Good afternoon my readers!
It has been such a long time since I updated my blog and for good reason(s)! Here we go!!
The move: Hubby and I have decided to move back to Ontario from British Columbia! Actually we are making the move in the next 5 days! Things have been hectic and busy tying things up here. There is an exciting reason why we are moving……
Hubby and I are expecting a little one in May 2019 ❤
I found out that I was pregnant on the day I took my NAC examination in September 2018! What a day it was! I flew to Edmonton, took the examination, was very fatigued, period late by 5 days. Flew back home that same evening, peed on a stick and it was positive! I have trouble describing the emotions we felt. Very jumbled indeed! Excited, anxious, nervous, can we do this ……whattttt?!
The next months were a a blur! During examinations, applications, interviews, travel , results and figuring out the next step in our lives, I really underestimated what we are capable of handling! The stress, emotions, nausea, fatigue, it was ALL there but when you want to achieve certain goals and do your ultimate best, it is definitely doable.
I really admire and respect the pregnant women who work extremely hard in residency for many hours together, standing, not being able to eat/drink for long periods of time, sleepless nights, vomiting, fatigue etc. You are super women!!
So yes, career goals may work immediately or may work a little later than expected, but that did not keep me and hubby from continuing forward in our personal lives. There are no regrets and in fact I feel this is the perfect time to start a family.
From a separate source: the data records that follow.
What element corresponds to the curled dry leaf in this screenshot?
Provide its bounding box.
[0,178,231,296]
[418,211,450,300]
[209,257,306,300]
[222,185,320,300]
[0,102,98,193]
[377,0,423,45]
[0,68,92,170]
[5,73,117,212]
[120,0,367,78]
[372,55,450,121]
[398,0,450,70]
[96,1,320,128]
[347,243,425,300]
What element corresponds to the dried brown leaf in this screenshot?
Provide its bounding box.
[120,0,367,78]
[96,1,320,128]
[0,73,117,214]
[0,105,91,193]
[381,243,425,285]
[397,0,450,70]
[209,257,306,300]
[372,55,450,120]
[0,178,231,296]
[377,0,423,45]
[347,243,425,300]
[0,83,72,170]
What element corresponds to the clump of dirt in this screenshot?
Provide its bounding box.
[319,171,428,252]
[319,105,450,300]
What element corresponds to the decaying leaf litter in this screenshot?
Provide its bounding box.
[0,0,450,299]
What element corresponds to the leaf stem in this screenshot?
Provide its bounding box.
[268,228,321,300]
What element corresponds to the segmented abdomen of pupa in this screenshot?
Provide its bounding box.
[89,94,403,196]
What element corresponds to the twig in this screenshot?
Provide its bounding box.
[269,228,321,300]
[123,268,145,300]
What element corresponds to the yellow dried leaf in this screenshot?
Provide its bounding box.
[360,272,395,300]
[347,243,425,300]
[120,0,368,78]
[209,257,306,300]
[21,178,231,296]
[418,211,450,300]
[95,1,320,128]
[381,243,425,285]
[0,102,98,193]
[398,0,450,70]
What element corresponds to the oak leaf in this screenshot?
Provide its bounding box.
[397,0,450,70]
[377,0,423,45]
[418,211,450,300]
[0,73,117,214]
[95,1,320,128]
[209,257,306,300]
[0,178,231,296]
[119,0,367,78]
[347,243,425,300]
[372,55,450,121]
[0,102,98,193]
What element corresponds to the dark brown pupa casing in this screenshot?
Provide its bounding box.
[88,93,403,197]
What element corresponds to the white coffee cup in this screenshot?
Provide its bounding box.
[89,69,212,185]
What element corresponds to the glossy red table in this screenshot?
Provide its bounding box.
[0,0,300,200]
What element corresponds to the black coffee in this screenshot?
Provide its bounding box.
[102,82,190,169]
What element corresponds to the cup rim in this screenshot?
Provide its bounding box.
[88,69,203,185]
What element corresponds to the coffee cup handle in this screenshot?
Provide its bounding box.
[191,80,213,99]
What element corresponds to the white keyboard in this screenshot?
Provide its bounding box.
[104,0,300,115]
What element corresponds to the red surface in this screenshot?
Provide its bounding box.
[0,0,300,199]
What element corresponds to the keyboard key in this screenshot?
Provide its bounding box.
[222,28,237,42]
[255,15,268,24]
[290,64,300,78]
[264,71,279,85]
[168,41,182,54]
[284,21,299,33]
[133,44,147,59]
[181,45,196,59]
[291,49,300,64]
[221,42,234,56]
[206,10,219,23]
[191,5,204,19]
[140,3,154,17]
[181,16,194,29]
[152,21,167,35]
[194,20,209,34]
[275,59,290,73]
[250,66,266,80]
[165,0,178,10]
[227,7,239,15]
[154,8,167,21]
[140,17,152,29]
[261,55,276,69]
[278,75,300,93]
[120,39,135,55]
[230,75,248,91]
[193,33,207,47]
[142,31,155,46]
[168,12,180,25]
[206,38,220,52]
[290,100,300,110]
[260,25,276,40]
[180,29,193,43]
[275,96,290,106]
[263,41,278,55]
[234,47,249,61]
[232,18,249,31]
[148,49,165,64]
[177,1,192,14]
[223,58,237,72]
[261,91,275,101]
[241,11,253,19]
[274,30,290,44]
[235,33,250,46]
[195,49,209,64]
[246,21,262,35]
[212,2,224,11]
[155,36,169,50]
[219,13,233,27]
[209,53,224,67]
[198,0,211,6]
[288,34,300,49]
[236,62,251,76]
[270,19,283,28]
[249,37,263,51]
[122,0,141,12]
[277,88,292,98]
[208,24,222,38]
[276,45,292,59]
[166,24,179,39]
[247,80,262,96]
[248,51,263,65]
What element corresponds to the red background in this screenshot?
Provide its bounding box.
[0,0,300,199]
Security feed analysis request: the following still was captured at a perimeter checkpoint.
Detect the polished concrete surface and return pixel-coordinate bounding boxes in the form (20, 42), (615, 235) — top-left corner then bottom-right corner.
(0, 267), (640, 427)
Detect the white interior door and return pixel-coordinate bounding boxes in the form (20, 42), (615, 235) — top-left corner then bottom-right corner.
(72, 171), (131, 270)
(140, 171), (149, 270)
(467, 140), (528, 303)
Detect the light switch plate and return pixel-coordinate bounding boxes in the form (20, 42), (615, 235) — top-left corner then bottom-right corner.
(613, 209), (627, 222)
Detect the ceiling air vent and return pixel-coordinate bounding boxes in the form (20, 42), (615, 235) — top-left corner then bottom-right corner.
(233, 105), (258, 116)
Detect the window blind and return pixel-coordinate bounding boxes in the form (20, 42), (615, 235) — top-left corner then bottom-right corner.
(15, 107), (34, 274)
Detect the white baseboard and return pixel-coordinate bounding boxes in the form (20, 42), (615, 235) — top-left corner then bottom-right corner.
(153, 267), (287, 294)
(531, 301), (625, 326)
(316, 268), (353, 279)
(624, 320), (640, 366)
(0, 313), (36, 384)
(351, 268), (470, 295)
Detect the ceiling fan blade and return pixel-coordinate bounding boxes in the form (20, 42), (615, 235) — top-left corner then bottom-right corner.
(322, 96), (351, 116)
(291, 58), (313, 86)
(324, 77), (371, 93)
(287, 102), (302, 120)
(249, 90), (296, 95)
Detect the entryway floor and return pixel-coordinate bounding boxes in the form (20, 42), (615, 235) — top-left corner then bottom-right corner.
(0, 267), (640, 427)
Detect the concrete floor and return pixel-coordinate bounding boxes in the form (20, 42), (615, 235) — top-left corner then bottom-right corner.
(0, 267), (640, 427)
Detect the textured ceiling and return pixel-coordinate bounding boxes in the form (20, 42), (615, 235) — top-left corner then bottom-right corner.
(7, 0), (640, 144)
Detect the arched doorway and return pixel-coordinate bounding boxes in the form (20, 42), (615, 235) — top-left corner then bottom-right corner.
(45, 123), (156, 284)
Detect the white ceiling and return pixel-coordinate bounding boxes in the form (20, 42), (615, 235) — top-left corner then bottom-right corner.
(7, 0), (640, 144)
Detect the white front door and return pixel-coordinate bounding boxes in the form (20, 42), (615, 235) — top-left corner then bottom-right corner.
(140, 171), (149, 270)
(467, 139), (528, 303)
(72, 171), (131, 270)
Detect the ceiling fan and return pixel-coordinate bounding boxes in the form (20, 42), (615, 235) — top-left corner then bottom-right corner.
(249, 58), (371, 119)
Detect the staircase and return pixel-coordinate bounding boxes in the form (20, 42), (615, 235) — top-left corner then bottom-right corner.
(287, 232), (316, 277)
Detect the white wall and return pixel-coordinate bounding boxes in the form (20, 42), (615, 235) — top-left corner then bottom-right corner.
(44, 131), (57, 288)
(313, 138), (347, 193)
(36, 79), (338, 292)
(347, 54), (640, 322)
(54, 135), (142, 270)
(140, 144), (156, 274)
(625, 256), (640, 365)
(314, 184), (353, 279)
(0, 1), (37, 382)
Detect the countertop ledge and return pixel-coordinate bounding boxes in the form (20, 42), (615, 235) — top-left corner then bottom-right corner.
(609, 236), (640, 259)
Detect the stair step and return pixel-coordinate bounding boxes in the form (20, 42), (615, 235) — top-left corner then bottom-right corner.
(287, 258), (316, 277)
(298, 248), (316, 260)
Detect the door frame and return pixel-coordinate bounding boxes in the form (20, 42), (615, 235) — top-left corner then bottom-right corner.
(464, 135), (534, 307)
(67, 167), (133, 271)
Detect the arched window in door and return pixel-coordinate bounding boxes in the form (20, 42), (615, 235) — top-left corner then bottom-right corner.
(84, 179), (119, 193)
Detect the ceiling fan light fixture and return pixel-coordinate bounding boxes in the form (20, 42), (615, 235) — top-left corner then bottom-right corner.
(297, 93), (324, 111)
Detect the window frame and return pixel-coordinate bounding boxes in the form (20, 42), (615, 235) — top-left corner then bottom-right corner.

Additionally, having a baby, having a supportive husband and parents and in-laws will still allow me to pursue my career ambitions. Our reason for moving to Ontario, my parents will be a great big help in this new step in our lives! I plan to take this time to rest, meditate, work on my art, spend time with baby, heal my body, and THEN plan the next steps I would like to take in my career. ❤
Pregnancy thoughts: I have kept a personal journal to write in my thoughts, which has been helpful throughout this whole journey. It feels so much more real now at 32 weeks. Belly has grown. Lots of kicks and rolling around in there. Ultrasounds where we get to see the little one is absolutely amazing. My whole pregnancy, I have been vegan! So yes it is doable with no worries!
Definitely nervous thinking about due date and delivery! It’s one thing assisting in delivering someone else’s baby….but when you have to think about pushing one out yourself….umm…YIKES!
CaRMS: I got interviews, I attended interviews, I didn’t match. Disappointing. I applied second iteration, got interview, attended interview and awaiting results. Am I hopeful for the second round? Honestly no. I got a feeling from the program they already knew who they wanted. So I am not holding my breath for second iteration Match day results. I gave it MY ALL, no regrets 🙂
I have met SO MANY WONDERFUL SUPPORTIVE physicians in BC who are so excited for this next step in my life and want me to enjoy it before I jump on the CaRMS journey again.
Life is definitely full of ups and downs. Everybody has struggles in life in different aspects of their lives personal and professional. I try hard everyday to be thankful for what I do have and what I am capable of achieving every day, big or small. Let’s not give up on our dreams, whatever it may be!